Normalize Text with Smart Quotes and Em Dashes for LLM Input

Text copied from word processors, PDFs, and websites often contains Unicode typography characters that look identical to their ASCII equivalents but are encoded differently: smart quotes (“”‘’) instead of straight quotes ("'"), em dashes (—) instead of double hyphens (--), non-breaking spaces (U+00A0) instead of regular spaces, ellipsis characters (…) instead of three dots (...), and various other typographic substitutions.

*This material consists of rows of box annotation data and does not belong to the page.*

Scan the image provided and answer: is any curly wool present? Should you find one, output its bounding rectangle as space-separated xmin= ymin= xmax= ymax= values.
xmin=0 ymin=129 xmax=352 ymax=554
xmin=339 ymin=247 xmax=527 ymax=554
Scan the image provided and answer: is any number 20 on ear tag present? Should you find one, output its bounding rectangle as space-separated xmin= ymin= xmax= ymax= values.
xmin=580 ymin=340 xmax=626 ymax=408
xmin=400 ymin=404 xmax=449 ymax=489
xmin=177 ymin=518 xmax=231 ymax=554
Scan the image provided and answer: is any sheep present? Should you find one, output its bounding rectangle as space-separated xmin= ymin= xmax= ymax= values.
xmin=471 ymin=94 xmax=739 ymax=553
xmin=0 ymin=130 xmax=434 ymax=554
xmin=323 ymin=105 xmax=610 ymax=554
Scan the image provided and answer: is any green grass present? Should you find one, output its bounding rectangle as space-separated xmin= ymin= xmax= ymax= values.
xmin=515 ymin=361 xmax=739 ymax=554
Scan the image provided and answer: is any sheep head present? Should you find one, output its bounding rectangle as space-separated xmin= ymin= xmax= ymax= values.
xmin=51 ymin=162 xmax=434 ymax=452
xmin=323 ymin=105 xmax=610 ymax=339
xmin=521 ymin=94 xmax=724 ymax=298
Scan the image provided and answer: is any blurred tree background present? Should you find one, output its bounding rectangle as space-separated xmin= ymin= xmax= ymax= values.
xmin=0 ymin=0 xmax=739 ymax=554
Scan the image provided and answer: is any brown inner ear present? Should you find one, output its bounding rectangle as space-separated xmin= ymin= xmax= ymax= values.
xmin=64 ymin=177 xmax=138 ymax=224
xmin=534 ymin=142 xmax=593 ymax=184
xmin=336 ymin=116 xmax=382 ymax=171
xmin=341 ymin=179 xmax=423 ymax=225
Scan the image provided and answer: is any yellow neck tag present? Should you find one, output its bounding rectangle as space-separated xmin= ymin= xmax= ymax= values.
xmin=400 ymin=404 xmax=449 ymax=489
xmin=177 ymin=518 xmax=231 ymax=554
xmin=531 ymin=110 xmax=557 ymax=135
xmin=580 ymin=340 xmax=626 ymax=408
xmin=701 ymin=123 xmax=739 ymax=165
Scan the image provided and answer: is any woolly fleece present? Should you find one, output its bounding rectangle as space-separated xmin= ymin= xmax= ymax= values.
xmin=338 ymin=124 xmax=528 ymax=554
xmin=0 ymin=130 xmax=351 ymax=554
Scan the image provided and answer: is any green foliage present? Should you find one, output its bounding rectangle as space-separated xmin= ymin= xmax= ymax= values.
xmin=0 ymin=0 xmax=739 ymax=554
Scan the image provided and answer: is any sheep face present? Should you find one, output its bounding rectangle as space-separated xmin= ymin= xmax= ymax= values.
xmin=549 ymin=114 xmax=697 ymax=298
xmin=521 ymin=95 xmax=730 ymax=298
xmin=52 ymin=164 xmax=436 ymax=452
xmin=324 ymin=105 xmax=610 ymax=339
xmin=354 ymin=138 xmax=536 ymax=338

These characters cause subtle failures in string matching, tokenization, and downstream text processing. LLMs tokenize smart quotes and straight quotes differently, which affects token counts and can change how models interpret quoted text in few-shot examples. Non-breaking spaces break word-boundary regex patterns. Em dashes cause tokenization variance across models. Normalizing to ASCII equivalents before sending to an LLM produces more predictable tokenization and makes your prompts behave consistently regardless of where the input text originated. The normalizer converts the full set of Unicode typographic characters to their ASCII equivalents and flags any remaining non-ASCII characters for review. It also collapses multiple spaces, trims leading and trailing whitespace, and normalizes line endings to LF — the three most common whitespace issues in text piped through copy-paste workflows.

Example
The system’s response was “Unexpected error” — which wasn’t helpful at all…

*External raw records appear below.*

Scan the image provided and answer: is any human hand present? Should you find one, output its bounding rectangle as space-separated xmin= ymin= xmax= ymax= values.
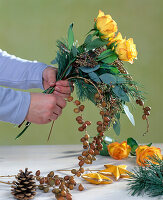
xmin=42 ymin=66 xmax=57 ymax=90
xmin=25 ymin=93 xmax=66 ymax=124
xmin=43 ymin=67 xmax=74 ymax=98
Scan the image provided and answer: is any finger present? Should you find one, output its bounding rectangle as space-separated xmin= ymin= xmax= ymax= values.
xmin=55 ymin=95 xmax=66 ymax=108
xmin=47 ymin=68 xmax=57 ymax=86
xmin=53 ymin=106 xmax=62 ymax=115
xmin=53 ymin=91 xmax=71 ymax=98
xmin=50 ymin=113 xmax=58 ymax=120
xmin=56 ymin=80 xmax=73 ymax=87
xmin=55 ymin=86 xmax=71 ymax=94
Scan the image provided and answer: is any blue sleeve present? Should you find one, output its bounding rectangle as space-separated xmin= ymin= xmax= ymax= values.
xmin=0 ymin=87 xmax=30 ymax=124
xmin=0 ymin=50 xmax=47 ymax=89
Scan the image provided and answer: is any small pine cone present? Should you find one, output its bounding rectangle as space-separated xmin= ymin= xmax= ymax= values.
xmin=11 ymin=168 xmax=36 ymax=200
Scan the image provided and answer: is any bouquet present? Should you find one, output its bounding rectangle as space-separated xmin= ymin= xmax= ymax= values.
xmin=16 ymin=10 xmax=151 ymax=138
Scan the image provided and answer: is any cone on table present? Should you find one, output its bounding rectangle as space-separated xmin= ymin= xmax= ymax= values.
xmin=11 ymin=168 xmax=36 ymax=200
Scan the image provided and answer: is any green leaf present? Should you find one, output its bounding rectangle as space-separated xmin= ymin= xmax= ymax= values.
xmin=116 ymin=76 xmax=126 ymax=84
xmin=123 ymin=104 xmax=135 ymax=126
xmin=86 ymin=38 xmax=108 ymax=50
xmin=51 ymin=59 xmax=58 ymax=65
xmin=97 ymin=49 xmax=114 ymax=60
xmin=65 ymin=65 xmax=72 ymax=77
xmin=88 ymin=72 xmax=101 ymax=83
xmin=113 ymin=121 xmax=120 ymax=135
xmin=101 ymin=54 xmax=118 ymax=64
xmin=99 ymin=73 xmax=116 ymax=85
xmin=109 ymin=67 xmax=119 ymax=74
xmin=112 ymin=85 xmax=130 ymax=102
xmin=68 ymin=23 xmax=74 ymax=50
xmin=79 ymin=65 xmax=100 ymax=73
xmin=71 ymin=46 xmax=78 ymax=57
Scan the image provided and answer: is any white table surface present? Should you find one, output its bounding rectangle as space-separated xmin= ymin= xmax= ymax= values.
xmin=0 ymin=144 xmax=163 ymax=200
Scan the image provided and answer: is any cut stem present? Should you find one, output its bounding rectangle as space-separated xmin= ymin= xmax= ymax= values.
xmin=47 ymin=121 xmax=54 ymax=142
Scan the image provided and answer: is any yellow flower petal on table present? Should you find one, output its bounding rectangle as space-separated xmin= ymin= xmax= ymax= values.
xmin=136 ymin=145 xmax=162 ymax=166
xmin=108 ymin=141 xmax=131 ymax=160
xmin=99 ymin=165 xmax=132 ymax=181
xmin=82 ymin=173 xmax=113 ymax=184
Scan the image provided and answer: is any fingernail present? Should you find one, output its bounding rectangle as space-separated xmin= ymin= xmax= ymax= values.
xmin=55 ymin=86 xmax=60 ymax=90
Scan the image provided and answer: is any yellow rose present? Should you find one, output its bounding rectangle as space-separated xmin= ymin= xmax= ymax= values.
xmin=136 ymin=145 xmax=162 ymax=166
xmin=95 ymin=10 xmax=118 ymax=38
xmin=115 ymin=38 xmax=137 ymax=64
xmin=108 ymin=141 xmax=131 ymax=160
xmin=107 ymin=32 xmax=123 ymax=46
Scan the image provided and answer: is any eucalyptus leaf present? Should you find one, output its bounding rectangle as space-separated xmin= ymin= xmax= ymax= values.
xmin=123 ymin=104 xmax=135 ymax=126
xmin=86 ymin=38 xmax=108 ymax=50
xmin=71 ymin=46 xmax=78 ymax=57
xmin=101 ymin=54 xmax=118 ymax=64
xmin=113 ymin=121 xmax=120 ymax=135
xmin=65 ymin=65 xmax=72 ymax=77
xmin=97 ymin=49 xmax=114 ymax=60
xmin=68 ymin=23 xmax=74 ymax=50
xmin=84 ymin=34 xmax=93 ymax=46
xmin=88 ymin=72 xmax=101 ymax=83
xmin=79 ymin=65 xmax=100 ymax=73
xmin=99 ymin=73 xmax=116 ymax=85
xmin=116 ymin=76 xmax=126 ymax=84
xmin=109 ymin=67 xmax=119 ymax=74
xmin=51 ymin=59 xmax=58 ymax=65
xmin=112 ymin=85 xmax=130 ymax=102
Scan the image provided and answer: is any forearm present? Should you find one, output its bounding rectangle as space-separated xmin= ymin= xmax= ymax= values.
xmin=0 ymin=50 xmax=47 ymax=89
xmin=0 ymin=87 xmax=30 ymax=124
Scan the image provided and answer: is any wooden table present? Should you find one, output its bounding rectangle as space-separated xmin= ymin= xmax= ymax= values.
xmin=0 ymin=144 xmax=163 ymax=200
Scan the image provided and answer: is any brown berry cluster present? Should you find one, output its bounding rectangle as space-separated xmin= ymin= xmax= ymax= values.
xmin=36 ymin=170 xmax=84 ymax=200
xmin=136 ymin=99 xmax=151 ymax=135
xmin=68 ymin=94 xmax=110 ymax=177
xmin=136 ymin=99 xmax=151 ymax=120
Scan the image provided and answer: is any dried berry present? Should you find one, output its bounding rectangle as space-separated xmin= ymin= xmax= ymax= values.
xmin=78 ymin=126 xmax=84 ymax=131
xmin=78 ymin=184 xmax=84 ymax=191
xmin=43 ymin=187 xmax=49 ymax=193
xmin=74 ymin=100 xmax=80 ymax=106
xmin=74 ymin=108 xmax=80 ymax=113
xmin=76 ymin=116 xmax=82 ymax=121
xmin=142 ymin=114 xmax=147 ymax=120
xmin=144 ymin=106 xmax=151 ymax=111
xmin=55 ymin=179 xmax=61 ymax=186
xmin=85 ymin=121 xmax=91 ymax=126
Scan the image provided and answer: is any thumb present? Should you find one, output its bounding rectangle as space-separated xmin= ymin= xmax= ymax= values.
xmin=47 ymin=69 xmax=57 ymax=86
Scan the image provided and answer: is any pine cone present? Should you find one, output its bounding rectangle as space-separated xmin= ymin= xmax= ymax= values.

Key findings from the Q3 report:
• Revenue increased 12% year-over-year
• Operating costs remained “within budget” per the CFO’s note
• The new feature—launched in July—drove 40% of growth
[ open in AI Text Normalizer → ]

FAQ

Why do smart quotes cause problems in LLM prompts?
Smart quotes are multi-byte UTF-8 characters that tokenize differently from ASCII quotes. In few-shot examples, a smart-quoted string may tokenize into a different number of tokens than the straight-quoted version, confusing the model about the intended pattern.
Does this normalizer affect text in languages other than English?
The normalizer only targets punctuation characters and whitespace — it does not change any alphabetic characters including accented letters and non-Latin scripts. Safe to use on multilingual text.
Should I normalize before or after chunking for RAG?
Normalize before chunking. Consistent characters produce consistent embeddings, which improves retrieval accuracy. Normalizing after chunking can shift chunk boundaries and invalidate cached chunk hashes.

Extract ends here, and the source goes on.